Baustellen-Finale: Die Zeit läuft davon

Die Aufreger: Dauerstau in der Westeinfahrt ...
Experten kritisieren die Wiener Verkehrsstadträtin. Sie verweist auf ihre Rathausbeamten.

Süd- und Westeinfahrt zum Flaschenhals degradiert, die Gürtel-Brücke, der Verkehrsknoten in den Norden, eine kaum überbrückbare Barriere und Hunderte stauintensive, teilweise verwaiste Baustellen in der Stadt – die heurige Wiener Baustellen-Saison bringt nicht nur Autofahrer in Rage.

Auch die Rathaus-Opposition attackiert Verkehrsstadträtin Maria Vassilakou mit periodischer Hartnäckigkeit und die Volksanwaltschaft nimmt seit Mitte Juni die Baustellen-Planung der zuständigen Beamten unter die Lupe.
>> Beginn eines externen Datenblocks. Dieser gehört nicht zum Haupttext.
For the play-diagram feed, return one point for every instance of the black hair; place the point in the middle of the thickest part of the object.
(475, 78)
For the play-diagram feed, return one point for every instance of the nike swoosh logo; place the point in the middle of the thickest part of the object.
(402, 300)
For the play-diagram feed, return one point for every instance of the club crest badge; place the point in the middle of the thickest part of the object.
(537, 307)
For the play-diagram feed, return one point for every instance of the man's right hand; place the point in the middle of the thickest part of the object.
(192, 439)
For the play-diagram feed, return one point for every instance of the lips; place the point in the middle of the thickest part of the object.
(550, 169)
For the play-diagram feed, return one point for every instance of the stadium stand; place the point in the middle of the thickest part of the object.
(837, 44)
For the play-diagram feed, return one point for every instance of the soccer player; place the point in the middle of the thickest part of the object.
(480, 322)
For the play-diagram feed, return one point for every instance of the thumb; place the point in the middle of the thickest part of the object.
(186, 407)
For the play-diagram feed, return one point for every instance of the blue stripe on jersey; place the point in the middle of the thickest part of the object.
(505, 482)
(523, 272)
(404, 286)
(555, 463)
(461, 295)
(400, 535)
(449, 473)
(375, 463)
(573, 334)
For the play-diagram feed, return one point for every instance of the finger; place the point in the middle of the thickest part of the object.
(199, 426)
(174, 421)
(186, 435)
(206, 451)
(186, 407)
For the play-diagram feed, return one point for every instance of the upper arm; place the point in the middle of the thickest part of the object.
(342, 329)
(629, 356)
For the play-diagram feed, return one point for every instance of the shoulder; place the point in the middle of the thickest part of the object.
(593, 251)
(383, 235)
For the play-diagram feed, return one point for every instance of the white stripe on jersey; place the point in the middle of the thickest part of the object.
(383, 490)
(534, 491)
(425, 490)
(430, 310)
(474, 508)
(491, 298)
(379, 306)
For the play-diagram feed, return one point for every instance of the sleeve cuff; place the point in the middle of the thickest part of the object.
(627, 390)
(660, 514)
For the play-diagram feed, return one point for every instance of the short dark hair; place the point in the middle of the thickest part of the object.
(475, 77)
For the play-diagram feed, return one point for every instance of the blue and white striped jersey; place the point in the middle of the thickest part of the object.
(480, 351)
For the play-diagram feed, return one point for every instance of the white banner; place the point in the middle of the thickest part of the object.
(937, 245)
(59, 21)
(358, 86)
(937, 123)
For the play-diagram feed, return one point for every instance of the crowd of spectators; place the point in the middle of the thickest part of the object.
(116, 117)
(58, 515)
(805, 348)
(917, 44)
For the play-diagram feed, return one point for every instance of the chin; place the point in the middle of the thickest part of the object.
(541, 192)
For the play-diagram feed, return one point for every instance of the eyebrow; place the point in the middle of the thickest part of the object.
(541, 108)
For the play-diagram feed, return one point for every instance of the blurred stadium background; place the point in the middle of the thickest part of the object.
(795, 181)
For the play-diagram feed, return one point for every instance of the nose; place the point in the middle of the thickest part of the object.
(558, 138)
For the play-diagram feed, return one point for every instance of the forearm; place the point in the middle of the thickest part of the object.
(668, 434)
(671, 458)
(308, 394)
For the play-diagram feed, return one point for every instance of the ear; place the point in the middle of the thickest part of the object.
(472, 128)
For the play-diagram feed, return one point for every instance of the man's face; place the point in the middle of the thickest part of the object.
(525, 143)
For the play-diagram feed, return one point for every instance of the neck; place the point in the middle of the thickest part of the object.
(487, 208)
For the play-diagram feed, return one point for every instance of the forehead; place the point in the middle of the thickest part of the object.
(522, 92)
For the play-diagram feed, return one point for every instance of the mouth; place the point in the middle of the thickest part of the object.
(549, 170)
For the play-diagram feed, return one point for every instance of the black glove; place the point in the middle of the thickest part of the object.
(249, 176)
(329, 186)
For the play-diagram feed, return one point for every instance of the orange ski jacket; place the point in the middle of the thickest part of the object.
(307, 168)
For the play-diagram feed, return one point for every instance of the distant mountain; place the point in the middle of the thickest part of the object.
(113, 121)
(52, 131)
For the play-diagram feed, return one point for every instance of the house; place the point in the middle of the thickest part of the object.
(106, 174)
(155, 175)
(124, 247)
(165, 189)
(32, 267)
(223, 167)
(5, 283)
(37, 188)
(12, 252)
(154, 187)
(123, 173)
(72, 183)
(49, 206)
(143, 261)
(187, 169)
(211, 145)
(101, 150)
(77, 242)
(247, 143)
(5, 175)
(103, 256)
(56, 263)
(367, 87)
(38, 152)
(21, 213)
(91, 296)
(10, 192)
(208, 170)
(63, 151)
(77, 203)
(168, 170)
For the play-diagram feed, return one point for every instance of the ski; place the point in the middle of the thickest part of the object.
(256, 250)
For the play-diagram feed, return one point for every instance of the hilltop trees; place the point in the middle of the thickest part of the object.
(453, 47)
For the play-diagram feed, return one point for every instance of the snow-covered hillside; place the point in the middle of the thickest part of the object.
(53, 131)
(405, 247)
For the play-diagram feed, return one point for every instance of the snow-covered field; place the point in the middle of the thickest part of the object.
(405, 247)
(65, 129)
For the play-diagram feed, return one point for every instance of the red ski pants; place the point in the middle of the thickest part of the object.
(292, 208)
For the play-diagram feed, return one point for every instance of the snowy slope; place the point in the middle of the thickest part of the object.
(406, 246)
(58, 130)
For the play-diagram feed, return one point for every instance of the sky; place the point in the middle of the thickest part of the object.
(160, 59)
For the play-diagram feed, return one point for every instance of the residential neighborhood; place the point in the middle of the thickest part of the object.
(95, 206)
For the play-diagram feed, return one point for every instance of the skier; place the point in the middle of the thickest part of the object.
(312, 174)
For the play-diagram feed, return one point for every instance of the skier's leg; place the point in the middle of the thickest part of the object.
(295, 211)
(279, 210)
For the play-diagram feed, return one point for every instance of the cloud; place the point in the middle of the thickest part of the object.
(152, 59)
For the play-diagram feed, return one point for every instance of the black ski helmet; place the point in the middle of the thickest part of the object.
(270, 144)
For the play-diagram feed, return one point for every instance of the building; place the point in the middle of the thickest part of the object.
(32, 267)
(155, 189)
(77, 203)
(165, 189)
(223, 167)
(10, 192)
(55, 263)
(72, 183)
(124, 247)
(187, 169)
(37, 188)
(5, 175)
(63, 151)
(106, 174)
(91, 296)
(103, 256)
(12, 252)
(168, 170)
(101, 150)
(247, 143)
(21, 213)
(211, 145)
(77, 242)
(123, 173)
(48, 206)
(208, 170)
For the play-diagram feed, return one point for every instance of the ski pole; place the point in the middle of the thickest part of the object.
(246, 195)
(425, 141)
Volksanwalt Peter Fichtenbauer sprach im KURIER-Interview sogar von einem "Skandal" und wird dem Parlament sowie Bürgermeister Michael Häupl schriftlich Bericht erstatten.

Zusätzlich forderte der ARBÖ einen Verkehrsgipfel. Die durch die Planungsmisere in massive Kritik geratene Bauwirtschaft signalisierte spontan Unterstützung. Verkehrsstadträtin Vassilakou lehnte einen Baustellen-Gipfel jedoch reflexartig ab. "Vorschläge und Inputs an die zuständigen Magistratsabteilungen", lautete die Antwort der Grünen Vizebürgermeisterin.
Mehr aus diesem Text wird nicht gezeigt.